Dark Tower but horror comes in many forms, like Philip K. Dick's The Man In The High Castle it's horror is like 1984 they turned out not to be science fiction just foreboding. The Island of Dr. Moreau is a work that they wouldn't let us read till like 10th grade! The Idea is terrifying. Can you image It being a new concept written by Clive Barker! If you are a reader who becomes one of the characters two horror short-stories under the Sci-Fi banner Meathouse Man by George R. R. Martin and A Wind is Rising by Robert Sheckley are chilling. Again, their are little known to this day revelations in Death in the Afternoon that are mortifying. I can think of two that you will wonder why no ones "borrowed" to make a rare reality a horror story.
07-26-2019 12:03 AM
07-26-2019 12:21 AM
No one has mentioned Blake Crouch. (I was disappointed in the TV version of Wayward Pines).

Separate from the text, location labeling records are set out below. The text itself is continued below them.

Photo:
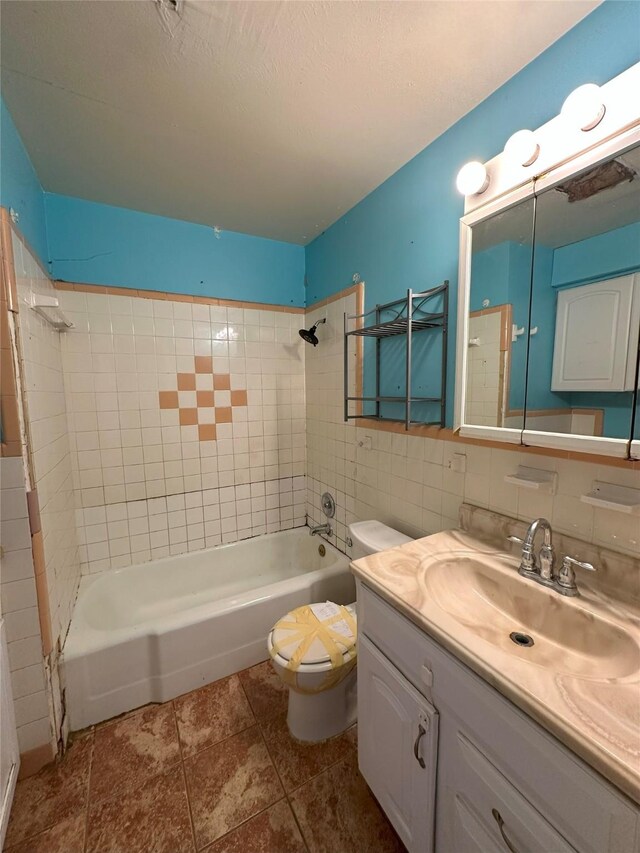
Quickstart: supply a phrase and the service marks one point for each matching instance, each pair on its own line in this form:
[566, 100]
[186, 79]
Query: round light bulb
[472, 178]
[522, 148]
[584, 107]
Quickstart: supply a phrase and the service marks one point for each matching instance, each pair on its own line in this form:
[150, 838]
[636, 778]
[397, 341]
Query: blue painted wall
[406, 231]
[19, 185]
[613, 253]
[100, 244]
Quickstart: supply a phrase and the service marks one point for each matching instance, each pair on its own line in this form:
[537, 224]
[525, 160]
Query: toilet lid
[315, 634]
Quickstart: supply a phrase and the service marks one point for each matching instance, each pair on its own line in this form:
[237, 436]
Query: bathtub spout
[321, 528]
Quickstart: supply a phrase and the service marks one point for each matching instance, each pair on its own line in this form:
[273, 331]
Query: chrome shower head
[309, 335]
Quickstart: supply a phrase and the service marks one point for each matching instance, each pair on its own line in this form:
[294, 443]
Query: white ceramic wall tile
[129, 453]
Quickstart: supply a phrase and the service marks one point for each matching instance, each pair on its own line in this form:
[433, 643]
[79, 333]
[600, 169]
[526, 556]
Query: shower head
[309, 335]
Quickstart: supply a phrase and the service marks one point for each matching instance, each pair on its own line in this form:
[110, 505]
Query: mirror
[585, 302]
[549, 310]
[499, 289]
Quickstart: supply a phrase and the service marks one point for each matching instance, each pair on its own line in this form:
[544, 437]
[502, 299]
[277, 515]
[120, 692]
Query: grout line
[184, 775]
[88, 797]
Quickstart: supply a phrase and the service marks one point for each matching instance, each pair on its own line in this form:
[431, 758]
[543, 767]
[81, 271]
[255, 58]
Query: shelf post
[407, 412]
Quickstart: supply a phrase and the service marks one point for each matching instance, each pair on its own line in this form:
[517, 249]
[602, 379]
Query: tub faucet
[529, 568]
[321, 528]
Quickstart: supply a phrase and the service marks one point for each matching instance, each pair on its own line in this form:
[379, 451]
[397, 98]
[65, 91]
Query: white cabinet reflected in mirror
[585, 303]
[549, 309]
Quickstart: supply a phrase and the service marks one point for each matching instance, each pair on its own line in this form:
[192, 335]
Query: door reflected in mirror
[585, 303]
[500, 280]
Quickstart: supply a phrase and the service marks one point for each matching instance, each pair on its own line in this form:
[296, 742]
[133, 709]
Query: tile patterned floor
[215, 770]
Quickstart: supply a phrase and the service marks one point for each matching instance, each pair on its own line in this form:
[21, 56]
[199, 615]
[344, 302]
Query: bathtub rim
[89, 639]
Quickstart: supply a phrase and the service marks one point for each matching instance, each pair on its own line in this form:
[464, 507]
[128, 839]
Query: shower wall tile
[413, 483]
[170, 403]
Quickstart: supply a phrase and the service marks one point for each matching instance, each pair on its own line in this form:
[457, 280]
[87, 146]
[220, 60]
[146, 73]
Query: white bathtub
[150, 632]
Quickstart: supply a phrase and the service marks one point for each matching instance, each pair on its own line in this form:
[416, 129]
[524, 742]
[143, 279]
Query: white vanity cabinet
[502, 782]
[396, 722]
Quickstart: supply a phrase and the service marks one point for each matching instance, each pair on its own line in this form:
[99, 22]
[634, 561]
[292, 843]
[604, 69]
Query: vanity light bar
[591, 114]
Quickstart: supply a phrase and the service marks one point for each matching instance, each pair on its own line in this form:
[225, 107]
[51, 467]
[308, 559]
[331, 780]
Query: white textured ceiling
[271, 118]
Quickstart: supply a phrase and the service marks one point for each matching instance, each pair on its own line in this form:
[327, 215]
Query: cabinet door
[397, 747]
[597, 336]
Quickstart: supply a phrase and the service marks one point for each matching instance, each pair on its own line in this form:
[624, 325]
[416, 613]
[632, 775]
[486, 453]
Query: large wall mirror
[550, 295]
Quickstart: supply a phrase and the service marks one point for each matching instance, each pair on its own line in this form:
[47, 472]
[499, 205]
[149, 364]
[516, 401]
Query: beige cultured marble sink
[581, 677]
[488, 598]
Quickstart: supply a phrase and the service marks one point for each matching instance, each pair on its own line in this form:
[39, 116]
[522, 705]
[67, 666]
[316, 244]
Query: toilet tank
[369, 537]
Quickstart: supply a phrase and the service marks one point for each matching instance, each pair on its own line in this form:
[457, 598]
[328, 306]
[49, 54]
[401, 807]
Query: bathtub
[153, 631]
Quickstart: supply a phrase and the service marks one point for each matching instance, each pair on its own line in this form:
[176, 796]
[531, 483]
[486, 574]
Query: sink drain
[521, 639]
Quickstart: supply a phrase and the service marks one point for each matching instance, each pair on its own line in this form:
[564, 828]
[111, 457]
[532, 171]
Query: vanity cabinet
[502, 783]
[397, 747]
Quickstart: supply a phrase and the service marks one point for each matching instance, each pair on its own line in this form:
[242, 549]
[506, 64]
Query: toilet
[313, 649]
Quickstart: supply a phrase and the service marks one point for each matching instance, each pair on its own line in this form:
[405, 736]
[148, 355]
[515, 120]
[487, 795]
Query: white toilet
[313, 650]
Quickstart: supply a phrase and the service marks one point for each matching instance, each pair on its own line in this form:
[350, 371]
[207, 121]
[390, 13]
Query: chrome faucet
[542, 571]
[321, 528]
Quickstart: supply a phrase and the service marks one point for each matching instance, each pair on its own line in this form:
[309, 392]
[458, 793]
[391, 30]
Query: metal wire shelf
[409, 315]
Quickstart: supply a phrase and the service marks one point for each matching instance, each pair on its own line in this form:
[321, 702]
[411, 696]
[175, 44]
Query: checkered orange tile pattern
[204, 398]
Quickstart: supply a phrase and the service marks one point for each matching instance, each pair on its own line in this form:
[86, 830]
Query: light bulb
[584, 107]
[522, 148]
[472, 178]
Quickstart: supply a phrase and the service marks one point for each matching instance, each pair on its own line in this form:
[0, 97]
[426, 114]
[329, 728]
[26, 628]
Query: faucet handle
[566, 580]
[571, 561]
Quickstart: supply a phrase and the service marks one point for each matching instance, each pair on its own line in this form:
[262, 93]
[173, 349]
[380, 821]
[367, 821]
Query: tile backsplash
[19, 608]
[186, 423]
[48, 440]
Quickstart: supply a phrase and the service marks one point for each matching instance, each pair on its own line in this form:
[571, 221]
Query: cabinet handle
[498, 819]
[416, 747]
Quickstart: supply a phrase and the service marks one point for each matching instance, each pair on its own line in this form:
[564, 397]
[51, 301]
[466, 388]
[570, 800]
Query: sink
[484, 594]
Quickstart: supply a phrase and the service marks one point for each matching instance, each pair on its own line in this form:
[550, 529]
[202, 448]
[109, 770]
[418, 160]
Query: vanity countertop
[596, 716]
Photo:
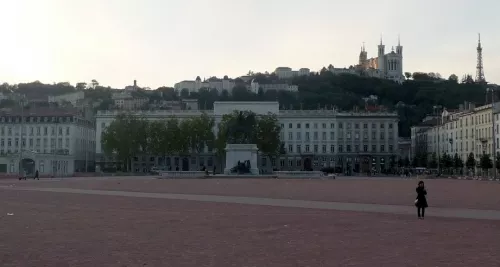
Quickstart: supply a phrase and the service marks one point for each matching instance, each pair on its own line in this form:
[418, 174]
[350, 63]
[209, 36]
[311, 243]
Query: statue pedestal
[241, 153]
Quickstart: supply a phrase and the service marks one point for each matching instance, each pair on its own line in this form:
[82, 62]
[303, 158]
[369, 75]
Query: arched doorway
[307, 164]
[185, 164]
[365, 165]
[28, 166]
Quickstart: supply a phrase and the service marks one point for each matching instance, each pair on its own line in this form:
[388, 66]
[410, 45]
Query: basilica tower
[381, 57]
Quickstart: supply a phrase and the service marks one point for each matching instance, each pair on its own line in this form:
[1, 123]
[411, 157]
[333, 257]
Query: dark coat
[421, 199]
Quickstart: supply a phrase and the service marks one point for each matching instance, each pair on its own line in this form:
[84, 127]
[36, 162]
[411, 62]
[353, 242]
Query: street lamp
[494, 150]
[21, 104]
[437, 110]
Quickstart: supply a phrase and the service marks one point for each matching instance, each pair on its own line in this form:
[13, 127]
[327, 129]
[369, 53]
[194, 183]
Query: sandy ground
[69, 229]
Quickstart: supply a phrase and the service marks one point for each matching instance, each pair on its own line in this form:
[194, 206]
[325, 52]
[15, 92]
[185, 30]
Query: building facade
[255, 86]
[287, 73]
[54, 142]
[386, 66]
[357, 142]
[74, 98]
[467, 130]
[212, 83]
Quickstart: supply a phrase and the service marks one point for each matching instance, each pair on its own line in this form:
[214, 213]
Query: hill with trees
[413, 99]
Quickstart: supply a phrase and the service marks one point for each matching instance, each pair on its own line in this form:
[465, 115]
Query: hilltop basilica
[388, 66]
[385, 66]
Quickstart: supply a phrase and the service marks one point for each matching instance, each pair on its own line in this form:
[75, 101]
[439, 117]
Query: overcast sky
[161, 42]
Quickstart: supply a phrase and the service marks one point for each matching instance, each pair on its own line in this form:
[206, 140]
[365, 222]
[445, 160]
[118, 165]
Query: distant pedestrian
[421, 200]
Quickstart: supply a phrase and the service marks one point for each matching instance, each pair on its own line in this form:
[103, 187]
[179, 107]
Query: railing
[182, 174]
[298, 174]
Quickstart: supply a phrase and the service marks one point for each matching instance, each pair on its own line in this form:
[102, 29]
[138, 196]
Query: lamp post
[21, 104]
[493, 132]
[437, 110]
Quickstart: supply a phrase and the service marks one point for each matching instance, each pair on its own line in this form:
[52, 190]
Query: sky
[161, 42]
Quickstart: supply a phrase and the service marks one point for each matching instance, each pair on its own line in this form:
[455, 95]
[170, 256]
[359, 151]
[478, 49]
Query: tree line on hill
[413, 99]
[129, 136]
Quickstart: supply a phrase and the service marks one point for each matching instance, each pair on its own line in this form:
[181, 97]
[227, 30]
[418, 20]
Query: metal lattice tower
[479, 68]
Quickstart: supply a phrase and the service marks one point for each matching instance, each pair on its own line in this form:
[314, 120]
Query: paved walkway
[359, 207]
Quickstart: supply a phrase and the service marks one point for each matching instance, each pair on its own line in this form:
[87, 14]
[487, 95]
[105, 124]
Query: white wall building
[255, 86]
[467, 130]
[312, 138]
[287, 73]
[72, 98]
[212, 83]
[55, 142]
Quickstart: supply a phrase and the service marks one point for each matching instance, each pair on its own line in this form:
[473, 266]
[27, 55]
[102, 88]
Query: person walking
[421, 200]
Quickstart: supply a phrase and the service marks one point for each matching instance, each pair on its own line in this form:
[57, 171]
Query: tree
[471, 162]
[120, 138]
[453, 78]
[95, 84]
[200, 134]
[81, 86]
[267, 135]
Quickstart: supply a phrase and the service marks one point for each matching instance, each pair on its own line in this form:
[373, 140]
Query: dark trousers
[423, 212]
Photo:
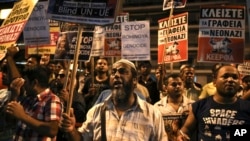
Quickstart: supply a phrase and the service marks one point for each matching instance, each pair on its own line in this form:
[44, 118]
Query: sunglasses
[120, 70]
[175, 84]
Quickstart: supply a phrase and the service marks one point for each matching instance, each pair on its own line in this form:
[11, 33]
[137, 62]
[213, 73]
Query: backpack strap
[103, 122]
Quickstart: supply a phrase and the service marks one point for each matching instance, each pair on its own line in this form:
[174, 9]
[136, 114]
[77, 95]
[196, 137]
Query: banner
[100, 12]
[36, 31]
[113, 36]
[13, 25]
[168, 4]
[221, 34]
[47, 48]
[98, 41]
[135, 40]
[173, 39]
[67, 43]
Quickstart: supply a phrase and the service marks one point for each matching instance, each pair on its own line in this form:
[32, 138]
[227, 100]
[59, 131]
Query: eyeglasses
[61, 75]
[120, 70]
[175, 84]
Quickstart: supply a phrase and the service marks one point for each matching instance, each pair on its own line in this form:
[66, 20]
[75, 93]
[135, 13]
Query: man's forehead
[120, 65]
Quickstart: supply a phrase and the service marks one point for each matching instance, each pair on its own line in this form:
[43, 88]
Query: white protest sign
[135, 40]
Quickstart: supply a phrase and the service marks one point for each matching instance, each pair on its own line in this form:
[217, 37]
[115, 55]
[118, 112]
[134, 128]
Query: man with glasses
[122, 116]
[174, 106]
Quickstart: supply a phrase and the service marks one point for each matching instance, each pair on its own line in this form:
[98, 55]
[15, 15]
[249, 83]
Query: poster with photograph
[221, 34]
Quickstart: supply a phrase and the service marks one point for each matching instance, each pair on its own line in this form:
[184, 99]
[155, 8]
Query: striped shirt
[142, 122]
[45, 107]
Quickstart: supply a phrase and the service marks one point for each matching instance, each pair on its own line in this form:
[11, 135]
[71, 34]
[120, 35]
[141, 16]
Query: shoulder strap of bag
[103, 122]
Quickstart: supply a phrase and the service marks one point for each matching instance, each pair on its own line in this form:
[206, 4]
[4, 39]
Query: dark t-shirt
[214, 119]
[100, 86]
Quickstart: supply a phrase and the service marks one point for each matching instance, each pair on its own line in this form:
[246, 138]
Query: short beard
[228, 94]
[121, 95]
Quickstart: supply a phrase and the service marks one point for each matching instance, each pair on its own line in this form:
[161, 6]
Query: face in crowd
[122, 81]
[227, 81]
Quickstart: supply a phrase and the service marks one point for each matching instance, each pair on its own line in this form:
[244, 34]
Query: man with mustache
[123, 115]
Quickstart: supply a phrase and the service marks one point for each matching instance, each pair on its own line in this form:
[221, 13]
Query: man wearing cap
[122, 116]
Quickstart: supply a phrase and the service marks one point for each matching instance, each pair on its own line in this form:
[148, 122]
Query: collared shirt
[173, 118]
[46, 107]
[142, 122]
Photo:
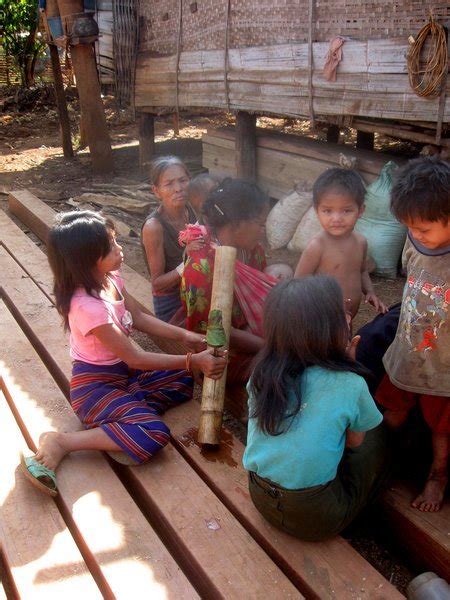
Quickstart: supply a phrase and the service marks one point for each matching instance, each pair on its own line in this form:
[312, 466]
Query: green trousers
[320, 512]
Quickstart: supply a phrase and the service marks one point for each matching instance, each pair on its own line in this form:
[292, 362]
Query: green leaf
[215, 334]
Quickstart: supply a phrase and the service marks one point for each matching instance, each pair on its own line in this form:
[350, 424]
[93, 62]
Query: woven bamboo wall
[269, 22]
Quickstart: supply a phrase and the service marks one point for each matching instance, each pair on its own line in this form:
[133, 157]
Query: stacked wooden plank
[372, 81]
[198, 504]
[286, 161]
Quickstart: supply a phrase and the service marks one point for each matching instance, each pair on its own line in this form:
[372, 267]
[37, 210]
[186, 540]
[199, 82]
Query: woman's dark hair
[421, 190]
[304, 325]
[232, 201]
[347, 181]
[77, 240]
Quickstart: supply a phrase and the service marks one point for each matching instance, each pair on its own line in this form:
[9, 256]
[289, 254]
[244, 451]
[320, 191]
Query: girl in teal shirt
[316, 453]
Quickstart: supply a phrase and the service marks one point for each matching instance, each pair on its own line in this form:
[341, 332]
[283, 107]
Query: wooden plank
[425, 535]
[41, 554]
[372, 81]
[119, 544]
[325, 569]
[291, 554]
[192, 520]
[39, 217]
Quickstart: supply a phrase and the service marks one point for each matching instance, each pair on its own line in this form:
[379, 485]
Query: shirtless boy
[338, 198]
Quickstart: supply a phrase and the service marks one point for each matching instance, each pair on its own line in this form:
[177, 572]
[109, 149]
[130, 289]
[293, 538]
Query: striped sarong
[127, 404]
[167, 305]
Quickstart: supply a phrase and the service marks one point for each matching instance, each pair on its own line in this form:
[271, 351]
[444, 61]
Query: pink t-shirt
[86, 313]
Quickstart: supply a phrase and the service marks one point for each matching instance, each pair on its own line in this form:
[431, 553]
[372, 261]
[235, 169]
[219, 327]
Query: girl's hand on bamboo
[351, 347]
[195, 342]
[212, 366]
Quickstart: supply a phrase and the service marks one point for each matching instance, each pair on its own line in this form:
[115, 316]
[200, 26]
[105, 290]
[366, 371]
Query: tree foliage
[19, 21]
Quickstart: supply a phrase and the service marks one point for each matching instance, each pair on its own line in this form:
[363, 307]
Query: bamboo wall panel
[285, 162]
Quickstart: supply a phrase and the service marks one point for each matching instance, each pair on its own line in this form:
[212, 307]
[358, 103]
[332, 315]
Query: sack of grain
[285, 216]
[308, 227]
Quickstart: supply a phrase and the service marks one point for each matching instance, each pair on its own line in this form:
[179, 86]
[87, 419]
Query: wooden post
[146, 139]
[333, 133]
[245, 149]
[61, 102]
[176, 124]
[364, 139]
[83, 132]
[88, 86]
[213, 393]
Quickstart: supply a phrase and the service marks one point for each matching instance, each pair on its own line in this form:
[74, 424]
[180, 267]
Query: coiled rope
[427, 77]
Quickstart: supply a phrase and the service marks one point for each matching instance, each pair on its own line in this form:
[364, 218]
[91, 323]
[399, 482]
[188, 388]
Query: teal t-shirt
[309, 452]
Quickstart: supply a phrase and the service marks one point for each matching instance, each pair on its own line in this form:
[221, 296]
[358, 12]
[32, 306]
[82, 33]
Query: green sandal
[39, 475]
[122, 458]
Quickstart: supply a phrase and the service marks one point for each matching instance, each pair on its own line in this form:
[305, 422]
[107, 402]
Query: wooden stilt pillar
[88, 86]
[61, 102]
[176, 124]
[146, 139]
[333, 133]
[213, 392]
[365, 139]
[83, 133]
[245, 149]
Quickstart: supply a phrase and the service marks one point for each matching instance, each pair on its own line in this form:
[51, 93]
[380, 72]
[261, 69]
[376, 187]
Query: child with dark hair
[199, 189]
[316, 452]
[117, 390]
[418, 361]
[164, 255]
[338, 198]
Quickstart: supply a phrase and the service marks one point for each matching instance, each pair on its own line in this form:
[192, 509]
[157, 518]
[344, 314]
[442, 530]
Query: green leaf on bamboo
[215, 334]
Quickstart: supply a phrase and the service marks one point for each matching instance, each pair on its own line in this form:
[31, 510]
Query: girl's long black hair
[304, 325]
[76, 241]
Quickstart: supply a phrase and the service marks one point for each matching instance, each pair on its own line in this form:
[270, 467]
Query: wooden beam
[319, 570]
[341, 568]
[333, 133]
[61, 104]
[116, 540]
[425, 536]
[245, 154]
[146, 139]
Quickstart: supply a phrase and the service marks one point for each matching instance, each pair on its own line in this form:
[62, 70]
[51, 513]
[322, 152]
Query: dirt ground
[31, 157]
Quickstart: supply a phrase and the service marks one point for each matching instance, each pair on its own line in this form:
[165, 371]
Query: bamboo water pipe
[213, 393]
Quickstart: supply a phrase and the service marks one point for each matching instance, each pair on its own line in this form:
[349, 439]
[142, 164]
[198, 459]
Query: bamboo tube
[213, 393]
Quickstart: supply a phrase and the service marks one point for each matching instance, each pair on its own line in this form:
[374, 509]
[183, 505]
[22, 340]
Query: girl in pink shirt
[118, 390]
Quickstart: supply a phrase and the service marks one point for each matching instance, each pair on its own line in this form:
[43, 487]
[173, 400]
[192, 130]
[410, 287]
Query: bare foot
[51, 449]
[433, 493]
[395, 418]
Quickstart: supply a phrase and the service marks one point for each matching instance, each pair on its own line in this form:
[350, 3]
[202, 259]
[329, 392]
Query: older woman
[236, 214]
[164, 255]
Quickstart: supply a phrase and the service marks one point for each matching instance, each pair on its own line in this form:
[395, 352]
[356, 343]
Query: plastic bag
[385, 235]
[284, 218]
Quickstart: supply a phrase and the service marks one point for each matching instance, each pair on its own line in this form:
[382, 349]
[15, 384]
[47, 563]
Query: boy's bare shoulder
[361, 239]
[317, 242]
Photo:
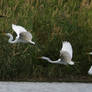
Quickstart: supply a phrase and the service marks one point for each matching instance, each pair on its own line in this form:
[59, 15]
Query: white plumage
[65, 53]
[67, 47]
[22, 35]
[90, 71]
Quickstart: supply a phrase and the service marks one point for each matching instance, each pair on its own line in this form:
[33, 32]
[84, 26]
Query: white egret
[22, 35]
[90, 71]
[90, 53]
[65, 54]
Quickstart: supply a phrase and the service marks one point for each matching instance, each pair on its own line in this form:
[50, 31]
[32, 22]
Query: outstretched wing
[18, 29]
[67, 47]
[90, 71]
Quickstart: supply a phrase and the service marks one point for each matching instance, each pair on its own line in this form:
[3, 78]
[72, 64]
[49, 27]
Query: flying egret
[90, 53]
[90, 71]
[22, 35]
[65, 54]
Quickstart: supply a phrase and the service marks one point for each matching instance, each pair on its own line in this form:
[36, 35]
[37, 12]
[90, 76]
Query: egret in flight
[22, 35]
[90, 71]
[65, 55]
[90, 53]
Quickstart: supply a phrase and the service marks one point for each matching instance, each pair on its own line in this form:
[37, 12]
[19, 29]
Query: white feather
[18, 29]
[67, 47]
[90, 53]
[90, 71]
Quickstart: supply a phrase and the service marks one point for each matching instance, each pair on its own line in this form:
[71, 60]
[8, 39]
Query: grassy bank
[50, 22]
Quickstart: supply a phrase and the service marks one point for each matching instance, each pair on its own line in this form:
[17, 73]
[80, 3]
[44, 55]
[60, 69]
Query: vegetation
[50, 22]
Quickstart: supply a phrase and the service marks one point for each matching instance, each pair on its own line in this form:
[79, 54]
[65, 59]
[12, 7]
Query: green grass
[50, 22]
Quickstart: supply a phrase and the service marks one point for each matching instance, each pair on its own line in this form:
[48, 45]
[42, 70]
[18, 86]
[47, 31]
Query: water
[44, 87]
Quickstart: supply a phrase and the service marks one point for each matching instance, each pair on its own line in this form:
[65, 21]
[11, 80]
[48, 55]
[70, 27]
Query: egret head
[71, 63]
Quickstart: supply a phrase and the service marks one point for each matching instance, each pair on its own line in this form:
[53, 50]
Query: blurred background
[51, 22]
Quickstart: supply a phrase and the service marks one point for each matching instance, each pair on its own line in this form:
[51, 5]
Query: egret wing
[67, 47]
[18, 29]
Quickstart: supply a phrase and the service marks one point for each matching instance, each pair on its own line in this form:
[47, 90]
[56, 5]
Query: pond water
[44, 87]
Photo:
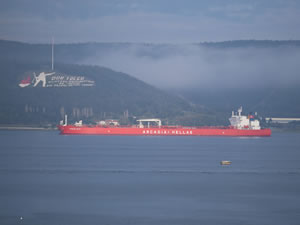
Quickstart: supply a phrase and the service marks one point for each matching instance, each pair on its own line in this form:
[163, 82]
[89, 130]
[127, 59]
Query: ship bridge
[148, 121]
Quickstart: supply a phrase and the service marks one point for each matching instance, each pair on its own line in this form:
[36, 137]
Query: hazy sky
[158, 21]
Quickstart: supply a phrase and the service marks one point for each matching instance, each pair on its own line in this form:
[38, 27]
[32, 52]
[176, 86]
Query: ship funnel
[66, 120]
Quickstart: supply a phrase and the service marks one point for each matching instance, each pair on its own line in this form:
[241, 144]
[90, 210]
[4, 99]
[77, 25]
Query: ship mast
[52, 57]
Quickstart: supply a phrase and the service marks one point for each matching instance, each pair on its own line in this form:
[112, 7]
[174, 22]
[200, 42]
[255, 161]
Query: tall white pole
[52, 54]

My faves of his are Run and Abandon.
...5 D A Y S A G O...A rash of bizarre murders swept the country...Senseless. Brutal. Seemingly unconnected. A cop walked into a nursing home and unloaded his weapons on elderly and staff alike. A mass of school shootings. Prison riots of unprecedented brutality. Mind-boggling acts of violence in every state. 4 D A Y S A G O...The murders increased ten-fold...3 D A Y S A G O...The President addressed the nation and begged for calm and peace...2 D A Y S A G O...The killers began to mobilize...Y E S T E R D A Y...All the power went out...T O N I G H T...They're reading the names of those to be killed on the Emergency Broadcast System. You are listening over the battery-powered radio on your kitchen table, and they've just read yours. Your name is Jack Colclough. You have a wife, a daughter, and a young son. You live in Albuquerque, New Mexico. People are coming to your house to kill you and your family. You don't know why, but you don't have time to think about that any more. You only have time to....R U N.
On Christmas Day in 1893, every man, woman and child in a remote gold mining town disappeared, belongings forsaken, meals left to freeze in vacant cabins, and not a single bone was ever found. One hundred thirteen years later, two backcountry guides are hired by a history professor and his journalist daughter to lead them into the abandoned mining town so that they can learn what happened. With them is a psychic, and a paranormal photographer as the town is rumored to be haunted. A party that tried to explore the town years ago was never heard from again. What this crew is about to discover is that twenty miles from civilization, with a blizzard bearing down, they are not alone, and the past is very much alive.
07-26-2019 12:24 AM - edited 07-26-2019 12:26 AM
Does eBay's UA count as a 'book'? LOL!
Seriously though, that would be the Bible - Book of Revelation.